Some points should be evaluated another time by the authors at this time:
 
- I suggest authors to try to make it clear in their manuscript's title the group which is studied in this manuscript. When presenting hyperCKemia in the title, it could give a false idea that the study will present cases of isolated hyperCKemia, which is not the case. The authors included a large and heterogenous group of patients at different age ranges and individuals with mild to moderate elevation in serum creatine kinase levels. My suggestion for the title in this case could be: "NGS-based genetic analysis in a cohort of Italian patients with suspected inherited myopathies".
> We used tolerant inclusion criteria, which reflect the real cohort of patients sent to our lab for this NGS screening. While most of the patients have suspected inherited myopathies, some of them presented only increased levels of CK. Hence, we think it is more appropriate a title containing “suspected inherited myopathies and/or hyperCKemia”
- I suggest authors to include a table (supplemental content, for example) describing the association of genes with clinical presentation (rhabdomyolysis, isolated hyperCKemia, progressive myopathy phenotypes...).
>According to the reviewer’s suggestion, we added a supplementary table (Tab.
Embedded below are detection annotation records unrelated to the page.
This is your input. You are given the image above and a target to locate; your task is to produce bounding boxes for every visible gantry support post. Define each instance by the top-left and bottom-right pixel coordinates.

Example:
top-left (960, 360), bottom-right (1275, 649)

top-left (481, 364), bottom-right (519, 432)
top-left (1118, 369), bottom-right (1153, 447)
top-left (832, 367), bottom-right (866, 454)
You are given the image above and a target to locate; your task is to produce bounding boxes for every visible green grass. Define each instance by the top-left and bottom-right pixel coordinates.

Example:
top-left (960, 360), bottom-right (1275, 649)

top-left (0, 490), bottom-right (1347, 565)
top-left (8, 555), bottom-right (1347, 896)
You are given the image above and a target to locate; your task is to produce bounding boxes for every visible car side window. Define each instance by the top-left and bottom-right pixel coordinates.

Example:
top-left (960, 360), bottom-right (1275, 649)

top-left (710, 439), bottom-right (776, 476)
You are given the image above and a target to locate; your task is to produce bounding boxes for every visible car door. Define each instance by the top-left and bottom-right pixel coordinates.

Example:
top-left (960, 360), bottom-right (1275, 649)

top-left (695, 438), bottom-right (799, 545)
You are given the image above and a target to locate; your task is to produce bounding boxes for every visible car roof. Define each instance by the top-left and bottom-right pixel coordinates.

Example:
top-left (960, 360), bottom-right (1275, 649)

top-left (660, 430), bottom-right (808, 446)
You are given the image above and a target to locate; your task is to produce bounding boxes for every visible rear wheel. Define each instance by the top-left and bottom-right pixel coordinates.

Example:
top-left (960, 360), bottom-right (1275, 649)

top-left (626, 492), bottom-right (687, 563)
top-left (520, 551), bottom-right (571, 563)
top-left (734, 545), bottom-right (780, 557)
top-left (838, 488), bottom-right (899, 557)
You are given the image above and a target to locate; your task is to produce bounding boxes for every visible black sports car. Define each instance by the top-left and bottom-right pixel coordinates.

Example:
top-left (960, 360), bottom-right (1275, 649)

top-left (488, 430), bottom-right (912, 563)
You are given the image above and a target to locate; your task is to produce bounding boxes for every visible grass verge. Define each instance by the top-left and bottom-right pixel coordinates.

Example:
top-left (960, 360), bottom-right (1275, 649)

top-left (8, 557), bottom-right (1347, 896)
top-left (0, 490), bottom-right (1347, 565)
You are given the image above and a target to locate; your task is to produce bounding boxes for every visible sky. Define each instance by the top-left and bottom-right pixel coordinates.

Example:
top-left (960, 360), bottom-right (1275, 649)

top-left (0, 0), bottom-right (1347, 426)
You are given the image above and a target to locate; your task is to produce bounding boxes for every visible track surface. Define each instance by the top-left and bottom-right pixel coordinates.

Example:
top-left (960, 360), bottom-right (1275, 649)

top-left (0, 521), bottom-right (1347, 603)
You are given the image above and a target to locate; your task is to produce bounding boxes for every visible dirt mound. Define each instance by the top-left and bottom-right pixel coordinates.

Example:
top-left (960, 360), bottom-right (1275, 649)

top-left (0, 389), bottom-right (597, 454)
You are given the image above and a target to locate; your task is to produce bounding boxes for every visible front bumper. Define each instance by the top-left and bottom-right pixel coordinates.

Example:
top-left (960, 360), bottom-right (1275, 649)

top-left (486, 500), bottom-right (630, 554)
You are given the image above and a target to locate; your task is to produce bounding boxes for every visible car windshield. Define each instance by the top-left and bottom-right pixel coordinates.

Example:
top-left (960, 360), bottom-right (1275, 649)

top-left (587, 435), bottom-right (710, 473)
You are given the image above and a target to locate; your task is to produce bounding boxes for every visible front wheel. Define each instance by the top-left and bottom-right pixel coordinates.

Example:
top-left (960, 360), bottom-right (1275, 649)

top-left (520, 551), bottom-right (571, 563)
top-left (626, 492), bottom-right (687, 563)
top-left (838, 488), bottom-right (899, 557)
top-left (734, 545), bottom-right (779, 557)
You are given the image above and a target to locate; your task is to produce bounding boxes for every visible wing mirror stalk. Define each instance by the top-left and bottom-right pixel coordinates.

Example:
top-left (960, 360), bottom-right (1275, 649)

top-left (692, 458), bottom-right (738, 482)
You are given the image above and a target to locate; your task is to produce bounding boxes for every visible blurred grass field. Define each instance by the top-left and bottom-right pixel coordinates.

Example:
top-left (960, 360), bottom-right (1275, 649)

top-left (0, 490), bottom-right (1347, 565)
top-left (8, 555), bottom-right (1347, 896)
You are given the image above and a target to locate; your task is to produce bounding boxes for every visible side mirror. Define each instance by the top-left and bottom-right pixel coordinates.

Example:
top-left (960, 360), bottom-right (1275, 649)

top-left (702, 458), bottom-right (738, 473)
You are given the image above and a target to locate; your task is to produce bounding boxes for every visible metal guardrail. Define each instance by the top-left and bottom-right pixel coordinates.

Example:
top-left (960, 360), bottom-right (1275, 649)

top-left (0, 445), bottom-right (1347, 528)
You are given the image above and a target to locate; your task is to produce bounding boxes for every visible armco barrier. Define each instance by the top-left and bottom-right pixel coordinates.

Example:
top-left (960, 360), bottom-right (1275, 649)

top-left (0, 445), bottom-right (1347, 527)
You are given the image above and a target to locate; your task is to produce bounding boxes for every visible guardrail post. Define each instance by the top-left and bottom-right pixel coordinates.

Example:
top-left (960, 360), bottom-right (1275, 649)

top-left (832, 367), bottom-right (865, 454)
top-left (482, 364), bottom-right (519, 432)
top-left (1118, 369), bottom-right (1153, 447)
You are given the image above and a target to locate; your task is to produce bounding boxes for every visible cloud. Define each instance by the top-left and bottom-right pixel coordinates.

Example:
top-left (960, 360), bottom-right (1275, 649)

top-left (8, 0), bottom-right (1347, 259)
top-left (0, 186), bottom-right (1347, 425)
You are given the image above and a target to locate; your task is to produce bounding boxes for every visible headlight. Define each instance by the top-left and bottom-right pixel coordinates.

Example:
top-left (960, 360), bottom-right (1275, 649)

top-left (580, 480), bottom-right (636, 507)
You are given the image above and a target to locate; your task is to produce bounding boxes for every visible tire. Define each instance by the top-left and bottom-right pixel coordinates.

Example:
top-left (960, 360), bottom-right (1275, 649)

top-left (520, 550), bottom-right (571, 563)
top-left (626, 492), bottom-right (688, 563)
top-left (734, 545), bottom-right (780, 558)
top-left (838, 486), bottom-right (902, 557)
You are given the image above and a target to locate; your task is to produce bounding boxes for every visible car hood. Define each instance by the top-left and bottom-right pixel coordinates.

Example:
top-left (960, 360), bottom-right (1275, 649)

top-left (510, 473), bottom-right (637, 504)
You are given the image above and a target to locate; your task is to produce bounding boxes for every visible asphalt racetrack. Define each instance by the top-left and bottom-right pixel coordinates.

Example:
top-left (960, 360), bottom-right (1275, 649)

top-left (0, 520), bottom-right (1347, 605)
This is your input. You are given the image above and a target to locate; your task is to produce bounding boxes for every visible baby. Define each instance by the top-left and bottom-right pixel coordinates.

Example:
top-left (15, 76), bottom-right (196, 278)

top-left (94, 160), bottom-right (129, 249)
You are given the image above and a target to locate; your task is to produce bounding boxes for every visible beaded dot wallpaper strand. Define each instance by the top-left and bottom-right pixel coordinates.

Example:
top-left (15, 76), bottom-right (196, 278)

S2) reporting a summary of main clinical presentations, muscle and biochemical findings associated with the genes identified in the “solved” group based on information present on the OMIM catalog.
- Another interesting point for discussion would be to try to correlate some features observed in the sample. Are genetic findings more commonly observed in cases with any type of clinical manifestation? Or in cases without clinical features (isolated hyperCKemia)? Or in patients with CNS involvement? Or in cases with abnormal muscle biopsy studies? This type of information can bring key elements for the clinician during practice and diagnostic work-up of child and adult patients.  
>Supplementary Table 3 (Tab. S2 in the previous version) reports such comparisons, with percentages of solved cases in subgroups with positive findings at muscle biopsy examination; rhabdomyolysis/myoglobinuria; or hyperCKemia. For instance, the diagnostic yield was high in patients with rhabdomyolysis or myoglobinuria. Almost all the patients did not present with CNS involvement.
Round 2
Reviewer 2 Report
The authors have addressed all the changes and suggestions brought previously during the review process and it markedly improved the manuscript in several ways. I have no additional comments at this point.